Pipelines and transition away from fossil fuels are key issues

“What do we want?”

“Climate action!”

“When do we want it?”

“Now!”

People from all walks of life — parents, grandparents, students, farmers, fishermen, scientists — gathered in Duncan’s City Square on on Wednesday, Sept. 8 for a rally to urge voters to think about the environment when marking their ballots in the 2021 federal election.

In addition to climate action, master of ceremonies Jane Kilthei urged people to think about the damage being caused by the Trans Mountain Pipeline, a just transition away from fossil fuels, and logging in old-growth forests.

One of the first to speak at the rally was Ellen Robson, who said she feels she needs to act on behalf of her children.

“I see climate action as part of my job as a parent, because governments haven’t done anything,” she said.

Robson made reference to the wildfires that ravaged B.C. this summer.

“I’ve seen climate change in action this summer, and it makes me fearful as a parent.”

David Slade spoke as chair of the Mill Bay Volunteer Fire Department, which has determined that the single largest threat to the community is wildfires resulting from climate change.

“We must elect leaders at all levels of government who will take this threat seriously.”

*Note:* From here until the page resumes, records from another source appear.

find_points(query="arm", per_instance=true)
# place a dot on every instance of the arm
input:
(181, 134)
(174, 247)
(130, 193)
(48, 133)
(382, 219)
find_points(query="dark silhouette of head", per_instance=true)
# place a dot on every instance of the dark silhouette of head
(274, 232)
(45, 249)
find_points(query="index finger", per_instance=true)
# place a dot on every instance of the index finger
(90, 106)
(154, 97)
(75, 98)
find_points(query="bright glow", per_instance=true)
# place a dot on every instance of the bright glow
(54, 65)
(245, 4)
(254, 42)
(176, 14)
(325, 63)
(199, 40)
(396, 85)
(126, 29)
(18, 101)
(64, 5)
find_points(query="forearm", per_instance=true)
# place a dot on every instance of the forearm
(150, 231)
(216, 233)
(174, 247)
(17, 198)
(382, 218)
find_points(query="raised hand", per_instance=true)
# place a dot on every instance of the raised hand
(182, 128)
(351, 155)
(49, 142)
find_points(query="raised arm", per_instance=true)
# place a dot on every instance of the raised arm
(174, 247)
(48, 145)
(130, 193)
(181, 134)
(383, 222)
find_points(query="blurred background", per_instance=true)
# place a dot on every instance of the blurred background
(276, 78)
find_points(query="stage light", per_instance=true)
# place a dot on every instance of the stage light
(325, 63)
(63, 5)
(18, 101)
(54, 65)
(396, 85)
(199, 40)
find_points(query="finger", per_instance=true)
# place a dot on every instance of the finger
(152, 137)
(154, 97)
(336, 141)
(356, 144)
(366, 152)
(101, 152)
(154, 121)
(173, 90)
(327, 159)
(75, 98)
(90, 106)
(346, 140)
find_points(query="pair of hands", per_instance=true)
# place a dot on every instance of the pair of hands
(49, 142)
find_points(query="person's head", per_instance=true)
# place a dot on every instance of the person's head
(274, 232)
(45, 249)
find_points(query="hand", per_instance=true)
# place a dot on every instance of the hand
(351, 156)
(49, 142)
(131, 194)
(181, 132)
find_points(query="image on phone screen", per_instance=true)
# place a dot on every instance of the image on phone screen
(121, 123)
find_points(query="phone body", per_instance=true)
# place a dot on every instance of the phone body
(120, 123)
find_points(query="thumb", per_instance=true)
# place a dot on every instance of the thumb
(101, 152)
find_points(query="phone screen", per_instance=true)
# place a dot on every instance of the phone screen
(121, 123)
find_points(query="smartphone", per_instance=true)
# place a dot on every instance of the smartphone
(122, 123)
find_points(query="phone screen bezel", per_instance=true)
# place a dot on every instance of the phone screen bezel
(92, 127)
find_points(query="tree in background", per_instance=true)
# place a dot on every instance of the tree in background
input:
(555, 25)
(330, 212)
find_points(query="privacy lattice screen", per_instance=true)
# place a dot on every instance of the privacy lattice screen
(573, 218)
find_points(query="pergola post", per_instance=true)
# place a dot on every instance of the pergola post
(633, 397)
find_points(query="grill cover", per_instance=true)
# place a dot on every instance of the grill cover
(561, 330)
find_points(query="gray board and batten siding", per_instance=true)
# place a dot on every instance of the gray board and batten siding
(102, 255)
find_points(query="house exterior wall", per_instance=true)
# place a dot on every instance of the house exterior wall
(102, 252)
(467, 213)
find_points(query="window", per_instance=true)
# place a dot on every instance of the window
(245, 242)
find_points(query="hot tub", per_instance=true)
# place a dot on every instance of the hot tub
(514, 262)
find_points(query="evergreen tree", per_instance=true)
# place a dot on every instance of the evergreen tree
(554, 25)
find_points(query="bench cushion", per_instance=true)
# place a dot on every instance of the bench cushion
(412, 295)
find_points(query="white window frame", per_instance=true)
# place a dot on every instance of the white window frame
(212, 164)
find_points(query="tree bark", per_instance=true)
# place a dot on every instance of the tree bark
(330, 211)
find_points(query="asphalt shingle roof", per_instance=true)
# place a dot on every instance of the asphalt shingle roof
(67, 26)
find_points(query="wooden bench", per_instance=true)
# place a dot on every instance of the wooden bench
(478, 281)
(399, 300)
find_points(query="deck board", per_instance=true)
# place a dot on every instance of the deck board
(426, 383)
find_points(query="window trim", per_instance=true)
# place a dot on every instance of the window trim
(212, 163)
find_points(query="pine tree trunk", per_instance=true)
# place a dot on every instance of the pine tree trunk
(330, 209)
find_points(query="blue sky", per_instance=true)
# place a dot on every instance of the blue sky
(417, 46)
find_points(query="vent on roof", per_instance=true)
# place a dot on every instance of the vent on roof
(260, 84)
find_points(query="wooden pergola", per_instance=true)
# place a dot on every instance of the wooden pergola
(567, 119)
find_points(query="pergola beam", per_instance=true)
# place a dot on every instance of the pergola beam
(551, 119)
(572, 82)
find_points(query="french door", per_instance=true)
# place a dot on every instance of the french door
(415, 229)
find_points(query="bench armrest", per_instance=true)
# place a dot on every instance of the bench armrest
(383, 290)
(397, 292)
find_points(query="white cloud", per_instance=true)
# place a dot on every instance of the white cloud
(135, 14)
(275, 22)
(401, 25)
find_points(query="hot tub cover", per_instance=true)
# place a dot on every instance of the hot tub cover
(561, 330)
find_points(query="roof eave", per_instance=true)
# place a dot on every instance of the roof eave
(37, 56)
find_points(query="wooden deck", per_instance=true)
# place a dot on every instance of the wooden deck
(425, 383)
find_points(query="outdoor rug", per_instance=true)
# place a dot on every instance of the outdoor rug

Two students and members of the Cowichan Valley Earth Guardians — Ellie Barnhart of Cowichan Secondary School and Katia Bannister of the University of Victoria — addressed the crowd. Bannister said she has witnessed the impact of climate change in her 18 years of life, and it has affected her career choices. Barnhart asked voters to consider those who are too young to vote.

“I need all of you — because I can’t, because I’m 17 — to vote like this is an emergency, because it is,” she said.

Fisherman Gary Johnson said he has seen 80 per cent of his co-workers lose their jobs because of changes to the environment, and invoked the damage he believes the Trans Mountain Pipeline will cause.

“All the science is clear,” he said. “It’s either salmon or a pipeline.”

Tom Rutherford, a former fisheries biologist and executive director of the Cowichan Watershed Board, compared the climate crisis to the COVID-19 pandemic. The world responded immediately when COVID became a threat, and similar steps can and should be taken with regard to the climate.

“In March of 2020, the world changed in two weeks,” he said. “We showed we can do it.”